Right onto the hardened hangar...

This is a Hardened Aircraft Shelter (HAS), which housed F-111’s fighters throughout the cold war, and the Gulf war. I know it’s essentially a big empty room, but I’d never seen one before, let alone been inside, so I was quite excitable. 

Wasn’t he the fella from the Terminator movies? 

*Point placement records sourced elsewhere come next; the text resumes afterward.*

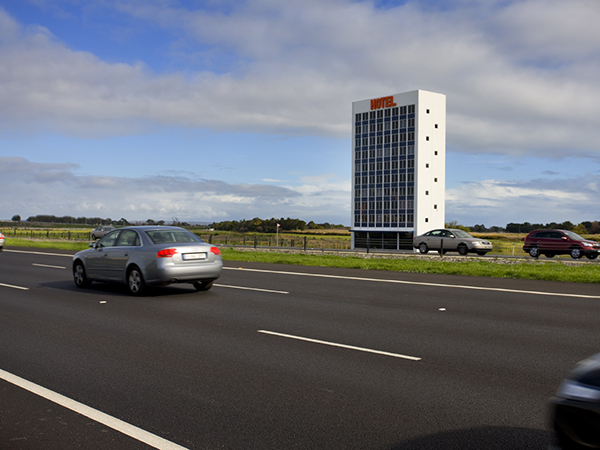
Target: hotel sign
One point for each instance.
(383, 102)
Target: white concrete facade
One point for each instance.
(398, 161)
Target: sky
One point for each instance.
(214, 110)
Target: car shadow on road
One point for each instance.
(480, 438)
(116, 289)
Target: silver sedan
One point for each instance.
(451, 240)
(148, 256)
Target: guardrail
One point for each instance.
(271, 242)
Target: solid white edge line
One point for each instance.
(250, 289)
(48, 266)
(334, 344)
(14, 287)
(418, 283)
(94, 414)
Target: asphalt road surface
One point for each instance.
(285, 357)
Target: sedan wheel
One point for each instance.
(81, 280)
(576, 253)
(135, 282)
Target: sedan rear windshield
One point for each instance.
(172, 236)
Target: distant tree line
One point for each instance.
(44, 218)
(258, 225)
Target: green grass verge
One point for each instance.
(59, 245)
(526, 269)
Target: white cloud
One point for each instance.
(496, 202)
(520, 76)
(32, 188)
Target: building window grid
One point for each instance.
(397, 207)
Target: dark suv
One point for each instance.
(560, 242)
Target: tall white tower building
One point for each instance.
(398, 168)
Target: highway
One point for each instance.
(285, 357)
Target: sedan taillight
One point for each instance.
(166, 253)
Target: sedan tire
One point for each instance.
(576, 253)
(135, 282)
(79, 276)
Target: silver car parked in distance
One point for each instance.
(452, 240)
(148, 256)
(101, 231)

Enter: (Didn’t realised I’d captured Gingrove on the left, lol!) 





The Hangar: 
You can see the construction is ribbed metal, onto which they have poured thick, thick concrete from the outside. Designed to take a direct hit.



Blast deflector at rear:



Blast deflector close up 



There were a few remnants from its glory days. There was information stencilled onto the walls which had been painted over in censoring black blocks. But there was also the ‘lifeline’ connection for the aircraft still hanging up, as well as headphones, and telephones. 










Time to exit: 



Selfie:



Thanks for looking!


----------



## smiler (Oct 18, 2015)

Nicely Done X, what rotten sod stuck a hypo in your rear end? I enjoyed it, Thanks


----------



## Rubex (Oct 18, 2015)

Wow I love it UrbanX! Amazing as always


----------



## J_a_t_33 (Oct 18, 2015)

Amazing work man, stunning shots as per usual


----------



## UrbanX (Oct 18, 2015)

Cheers everyone! 



smiler said:


> Nicely Done X, what rotten sod stuck a hypo in your rear end? I enjoyed it, Thanks


Lol, that is rather unfortunate isn't it! I thought it looked like a tap :shocked:


----------



## rockfordstone (Oct 18, 2015)

they have these hardened shelters on alconbury. heard a rumour that in a training mission it to a team of marines 4 or 5 attempts to bring one down with explosives


----------



## druid (Oct 18, 2015)

rockfordstone said:


> they have these hardened shelters on alconbury. heard a rumour that in a training mission it to a team of marines 4 or 5 attempts to bring one down with explosives



It's not a rumour, the hangar actually looks quite good in it's collapsed state. You'll find a thread posted by _sYnc_below_ with photos of a visit we had there back in 2011


----------



## noiseboy72 (Oct 18, 2015)

The collapsed hanger at Alconbury has now gone. They broke it up and cleared the area, but there are still the intact ones at that end of the site. Many other buildings in the Tech area have now gone, along with a few hangers. Housing is being built, along with some commercial buildings as well. Have a look at my thread on the old building I work in on the site, complete with hardened bunker which is still fairly intact.


----------



## Mikeymutt (Oct 18, 2015)

Now that really is a good one..really love it


----------



## HughieD (Oct 19, 2015)

Your reports are alway fascinating UrbanX!


----------



## flyboys90 (Oct 19, 2015)

Cracking report and images.Thanks for sharing.


----------



## Sam Haltin (Oct 20, 2015)

Good report. That is quite a large hangar, if I had a F111 and I needed somewhere secure to store it that's where it would go.


----------



## UrbanX (Oct 20, 2015)

Hugh Jorgan said:


> Good report. That is quite a large hangar, if I had a F111 and I needed somewhere secure to store it that's where it would go.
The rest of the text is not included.